To use the new OME capabilities, you need one of the following plans:

  • Office 365 Message Encryption is offered as part of Office 365 Enterprise E3 and E5, Microsoft Enterprise E3 and E5, Microsoft 365 Business Premium, Office 365 A1, A3, and A5, and Office 365 Government G3 and G5. Customers do not need additional licenses to receive the new protection capabilities powered by Azure Information Protection.

  • You can also add Azure Information Protection Plan 1 to the following plans to receive the new Office 365 Message Encryption capabilities: Exchange Online Plan 1, Exchange Online Plan 2, Office 365 F1, Microsoft 365 Business Basic, Microsoft 365 Business Standard, or Office 365 Enterprise E1.
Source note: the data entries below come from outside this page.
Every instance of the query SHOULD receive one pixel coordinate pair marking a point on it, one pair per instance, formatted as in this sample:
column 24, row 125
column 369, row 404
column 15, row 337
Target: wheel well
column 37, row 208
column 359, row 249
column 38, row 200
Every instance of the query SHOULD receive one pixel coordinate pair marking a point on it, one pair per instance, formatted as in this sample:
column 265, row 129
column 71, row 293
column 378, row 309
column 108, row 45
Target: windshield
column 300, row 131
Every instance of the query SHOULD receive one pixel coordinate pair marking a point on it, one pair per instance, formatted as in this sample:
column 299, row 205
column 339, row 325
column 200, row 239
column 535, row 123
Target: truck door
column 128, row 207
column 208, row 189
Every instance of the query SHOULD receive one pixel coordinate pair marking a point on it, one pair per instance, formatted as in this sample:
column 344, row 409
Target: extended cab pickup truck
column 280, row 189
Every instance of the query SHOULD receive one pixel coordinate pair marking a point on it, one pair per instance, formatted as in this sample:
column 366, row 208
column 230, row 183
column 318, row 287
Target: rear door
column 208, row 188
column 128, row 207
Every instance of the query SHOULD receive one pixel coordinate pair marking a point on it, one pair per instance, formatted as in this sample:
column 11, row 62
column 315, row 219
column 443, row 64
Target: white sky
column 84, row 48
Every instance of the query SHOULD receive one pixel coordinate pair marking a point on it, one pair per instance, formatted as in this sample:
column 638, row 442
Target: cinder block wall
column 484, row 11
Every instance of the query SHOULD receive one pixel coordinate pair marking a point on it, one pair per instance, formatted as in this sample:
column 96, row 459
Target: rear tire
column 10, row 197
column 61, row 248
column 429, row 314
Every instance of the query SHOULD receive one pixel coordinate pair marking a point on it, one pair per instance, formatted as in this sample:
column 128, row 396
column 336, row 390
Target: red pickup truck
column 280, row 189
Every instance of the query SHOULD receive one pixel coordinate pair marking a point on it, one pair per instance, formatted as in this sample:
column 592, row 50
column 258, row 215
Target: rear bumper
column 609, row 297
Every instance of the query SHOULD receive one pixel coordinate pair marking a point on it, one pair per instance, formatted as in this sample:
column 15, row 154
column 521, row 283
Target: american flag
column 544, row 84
  • Each user benefiting from Office 365 Message Encryption needs to be licensed to be covered by the feature.

  • For the full list see the Exchange Online service descriptions for Office 365 Message Encryption.

Can I use Exchange Online with bring your own key (BYOK) in Azure Information Protection?

Yes! Microsoft recommends that you complete the steps to set up BYOK before you set up OME.

For more information about BYOK, see Planning and implementing your Azure Information Protection tenant key.

Do OME and BYOK with Azure Information Protection change Microsoft's approach to third-party data requests such as subpoenas?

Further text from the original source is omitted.